Fortunately, there are few cases of Covid-19 in Taipei. Not so in Wuhan, where, as in cities across China, the historical embeddedness of RCs in the community has allowed them to mobilise hundreds of thousands of volunteers (Lincoln, 2020). From Chengdu, author Peter Hessler (2020) described how at the entrance to his compound the RC had established a Communist Party Service Team for Home Quarantine, composed of seven members, who managed 38 volunteers to look after nearly 6,000 people. Regular visits to each household identified the compound’s only case, a man who had recently returned from Hubei. In Wuhan, RCs were also involved in data collection, as local cadres worked with volunteers to “go door-to-door to dozens, hundreds, in some cases even a thousand households to conduct surveys and collect information, all the while running the risk of getting infected themselves” (Fang Fang, 2020: February 24). Within residential compounds RCs also worked closely with volunteers on food supply. New Wechat groups placed bulk food orders. Wang Xiao, the owner of a local supermarket in Wuhan, worked with 300 staff of ten RCs to deliver food to residents. In another part of the city, RC staff member Tian Miaomiao and her colleagues visited households to explain the operation of the Wechat groups and assist those without mobile phones.

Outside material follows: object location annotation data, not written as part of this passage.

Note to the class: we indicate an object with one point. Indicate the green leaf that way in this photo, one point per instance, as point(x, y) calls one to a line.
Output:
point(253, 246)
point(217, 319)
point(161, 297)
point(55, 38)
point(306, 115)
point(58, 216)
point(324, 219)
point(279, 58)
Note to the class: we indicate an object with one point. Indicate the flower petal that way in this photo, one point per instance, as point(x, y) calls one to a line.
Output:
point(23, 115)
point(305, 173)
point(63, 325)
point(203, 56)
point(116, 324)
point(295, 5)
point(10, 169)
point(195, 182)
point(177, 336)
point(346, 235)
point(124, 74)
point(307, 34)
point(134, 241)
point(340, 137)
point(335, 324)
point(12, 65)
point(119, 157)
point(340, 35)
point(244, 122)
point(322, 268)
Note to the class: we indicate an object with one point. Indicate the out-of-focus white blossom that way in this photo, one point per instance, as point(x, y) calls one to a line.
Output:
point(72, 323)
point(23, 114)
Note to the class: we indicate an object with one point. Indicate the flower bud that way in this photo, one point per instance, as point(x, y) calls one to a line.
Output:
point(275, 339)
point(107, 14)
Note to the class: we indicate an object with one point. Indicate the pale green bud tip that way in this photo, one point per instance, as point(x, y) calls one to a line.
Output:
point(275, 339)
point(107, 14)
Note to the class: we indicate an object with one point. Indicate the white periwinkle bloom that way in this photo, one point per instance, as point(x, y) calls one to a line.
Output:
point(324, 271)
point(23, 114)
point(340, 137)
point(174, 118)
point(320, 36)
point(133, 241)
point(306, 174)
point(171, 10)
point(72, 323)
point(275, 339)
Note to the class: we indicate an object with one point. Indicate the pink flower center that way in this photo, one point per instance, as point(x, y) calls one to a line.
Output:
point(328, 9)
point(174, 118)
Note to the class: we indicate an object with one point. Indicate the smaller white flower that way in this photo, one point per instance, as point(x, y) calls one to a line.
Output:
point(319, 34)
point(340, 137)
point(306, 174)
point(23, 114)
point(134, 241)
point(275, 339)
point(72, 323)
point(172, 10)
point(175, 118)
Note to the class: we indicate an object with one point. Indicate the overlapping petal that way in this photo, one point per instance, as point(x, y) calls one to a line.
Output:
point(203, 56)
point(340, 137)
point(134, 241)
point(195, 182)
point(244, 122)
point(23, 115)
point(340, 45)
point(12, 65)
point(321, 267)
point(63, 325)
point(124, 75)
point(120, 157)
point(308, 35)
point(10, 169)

RC staff then delivered food directly to residents’ doors. Other RCs did not have the capacity to organise bulk food delivery. Chen Ling, a leader of one of the Wechat groups, worked in a supermarket, and was able to fulfil people’s orders by going directly to suppliers (Daily Economic News, February 20, 2020). The system was not without its problems though, as there were often crowds of people at compound pick-up points, and items arrived at different times, meaning someone would have to go down several times a day, often late into the evening. People were also ordering non-essential items, such as whole cases of beer, and this placed pressure on the volunteers (Fang Fang, 2020: February 22, March 4).

In Taipei, Wuhan, and other cities across Asia, regular interaction between neighbourhood officials and local communities has created bonds of trust that support effective bottom-up responses to the pandemic. It is important not to forget how, in China especially, neighbourhood government is part of an authoritarian state, although even here that does not preclude community participation in local affairs. Here in the UK, the steps that councils have taken to provide support for the most vulnerable have highlighted the need to devolve power to the local level. This is perhaps most necessary in contact tracing, as the centrally managed system set up by the government may lack the knowledge to manage small disease outbreaks in communities living in different circumstances across the country (Local Government Chronicle, May 19, 2020). Here in Leicester, ideas have been sought from the people to help the city recover from the pandemic (Leicester Mercury, June 3, 2020). The experience of Wuhan and Taipei suggests that an increase in state capacity at the neighbourhood level combined with the rich tapestry of civil society and community activism could bring about long-term positive change for the city.